Близ городка — еврейское кладбище; перед ним в утреннем дождике подрагивает чисто вымытая тополевая аллея; решетчатая калитка, оторванная от проржавевших петель, стоит, прислоненная к каменной ограде: вынести отсюда нечего, да и сюда внести — уже некого. Кладбище — не столько кладбище, сколько музей; пополнение, которого оно ждет, или ушло в небо дымом, или выкрестилось, или уехало. На протяжении либерального столетия еврейская община разрасталась; правовые основы для этого имелись, и состоятельные семьи покупали на кладбище целые участки, чтобы потом, после трудов праведных, почивать там сморщенными изюминками в рассыпчатом пятничном хлебе, лицом к востоку, в длинной, до пят, белой рубахе, с камешками, прижимающими веки. «Теперь ты свободен, и мы скорбим о тебе», — высекали на надгробном камне близкие и, прочитав заупокойный кадиш, возвращались к своим делам: торговым, домашним, — а душа усопшего пускай витает себе, где ей вздумается. Ни сторожа, ни раввина, ни могильщика, только густой птичий гам; наконец ко мне, словно хранитель музея, подходит коза с бакенбардами. Она опускает лоб с траурной звездой, я беру ее за теплые рога с поперечными бороздками, и она ведет меня к надгробью моей семьи. «Это они, верно?» И, не дожидаясь ответа, прямо над моим дедом, в высокой, до козьего живота, траве, откусывает сочную ромашку.
Да, это они; выдающаяся семья, выдающиеся надгробья. Словно на богослужении в первом ряду оплаченной ложи, сомкнутой черной шеренгой стоят, отшлифованные дождями и ветром, угольно-черные гранитные призмы; каждая обошлась дороже, чем небольшой дом для целой семьи; даже война не причинила этим надгробьям никакого ущерба, автоматные очереди отскакивали от них рикошетом. На камнях — двуязычные надписи: почетные граждане городка, высокомерные и щедрые, даже из-под земли пытаются разговаривать с потомством. В накрахмаленных воротничках, в галстуках бабочкой, с золотой часовой цепочкой, свисающей из жилетного кармана, с выражением достоинства, приправленного каплей надменной иронии, смотрят они на меня. На надгробиях у мужчин — две руки с раздвинутыми в середине пальцами, знак коханитов. Это их в церквях с куполами-луковицами приглашали к ковчегу с резными дверцами для выполнения почетной задачи: достать свиток рукописной торы в кедровом футляре и, держа ее на руках, как младенца, пропеть стихи святого благословения.
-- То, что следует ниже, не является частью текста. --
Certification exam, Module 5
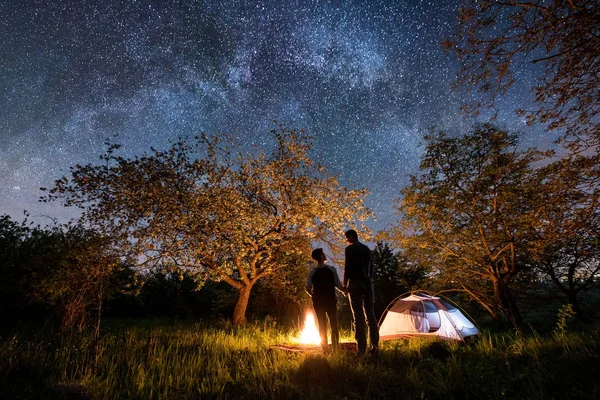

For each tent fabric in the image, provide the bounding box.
[379,293,478,340]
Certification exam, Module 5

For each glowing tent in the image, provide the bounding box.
[379,293,478,340]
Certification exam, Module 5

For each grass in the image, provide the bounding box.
[0,323,600,399]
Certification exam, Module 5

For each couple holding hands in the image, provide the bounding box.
[306,229,379,355]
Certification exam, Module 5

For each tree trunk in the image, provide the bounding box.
[233,284,253,325]
[494,279,523,328]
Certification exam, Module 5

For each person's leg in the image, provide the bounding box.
[327,304,340,349]
[364,285,379,351]
[313,304,327,349]
[349,289,367,353]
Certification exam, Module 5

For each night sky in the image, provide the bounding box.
[0,0,552,229]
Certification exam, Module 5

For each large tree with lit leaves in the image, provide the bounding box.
[390,124,545,325]
[44,126,371,324]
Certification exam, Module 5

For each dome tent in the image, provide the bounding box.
[379,293,478,341]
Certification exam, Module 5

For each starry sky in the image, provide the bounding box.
[0,0,552,230]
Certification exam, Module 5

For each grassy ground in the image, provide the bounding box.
[0,323,600,399]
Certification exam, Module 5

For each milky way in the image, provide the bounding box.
[0,0,549,229]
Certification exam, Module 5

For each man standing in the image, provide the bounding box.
[306,248,343,350]
[343,229,379,354]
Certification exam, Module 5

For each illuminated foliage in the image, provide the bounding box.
[390,125,543,324]
[45,126,371,324]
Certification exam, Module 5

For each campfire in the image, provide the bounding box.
[296,311,321,344]
[271,310,356,352]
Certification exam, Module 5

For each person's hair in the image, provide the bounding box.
[346,229,358,239]
[311,247,323,262]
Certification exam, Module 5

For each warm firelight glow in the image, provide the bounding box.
[298,311,321,344]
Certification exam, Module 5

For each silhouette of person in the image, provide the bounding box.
[343,229,379,354]
[306,248,343,350]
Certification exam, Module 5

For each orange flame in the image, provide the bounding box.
[297,311,321,344]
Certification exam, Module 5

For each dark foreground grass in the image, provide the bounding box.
[0,324,600,399]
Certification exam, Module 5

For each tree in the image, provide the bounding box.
[372,241,427,316]
[443,0,600,150]
[391,124,543,325]
[21,226,121,339]
[44,126,371,324]
[530,157,600,319]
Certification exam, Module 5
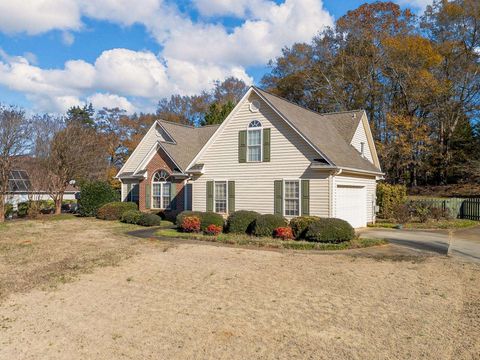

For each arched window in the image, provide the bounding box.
[152,170,172,209]
[247,120,262,162]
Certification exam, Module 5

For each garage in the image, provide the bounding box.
[335,185,367,228]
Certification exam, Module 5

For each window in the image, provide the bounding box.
[152,170,172,209]
[247,120,262,162]
[284,180,300,216]
[215,181,227,214]
[127,184,139,204]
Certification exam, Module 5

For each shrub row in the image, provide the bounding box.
[176,210,355,243]
[175,211,225,231]
[120,210,162,226]
[393,200,452,224]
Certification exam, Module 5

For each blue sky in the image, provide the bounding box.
[0,0,428,112]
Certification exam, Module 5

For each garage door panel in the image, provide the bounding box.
[335,184,367,228]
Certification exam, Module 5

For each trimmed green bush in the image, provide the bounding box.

Когда молодцеватый барон в лавке моего деда просил снять ему со стеллажа, одну за другой, нарезные двустволки с инкрустациями — говорят, за какой-нибудь час он мог уложить на лесную подстилку несколько сотен перепелов и вальдшнепов, — дед мой, с лукавой улыбочкой между белыми закрученными усами и раздвоенной бородкой, с готовностью рассказывал ему об особенностях ружей. «Заходите еще, почту за честь, господин барон», — говорил он в дверях. Потом позвал меня в кабинет: «Кто-то из предков этого господина двести лет назад, в награду за то, что предал повстанцев Ракоци, получил титул барона. Но не стоит его презирать: он тоже человек. Вы же — семя Аароново, дворянскому древу вашему уже три тысячи лет; только ваши предки, верховные раввины, имели право входить в шатер со святыми реликвиями и касаться каменных скрижалей с Божьим откровением. Ты, дитя мое, тоже будешь раздавать благословение: пальцы твои не должны быть испачканы кровью, и в сад мертвых входить ты не должен. Раздающий благословение берет на себя грех народа, чтобы в святилище просить у Господа милости для согрешивших. Всевышнего ты можешь просить о прощении даже для убийцы, но никогда — с ненавистью в сердце, питаемой к ближнему своему».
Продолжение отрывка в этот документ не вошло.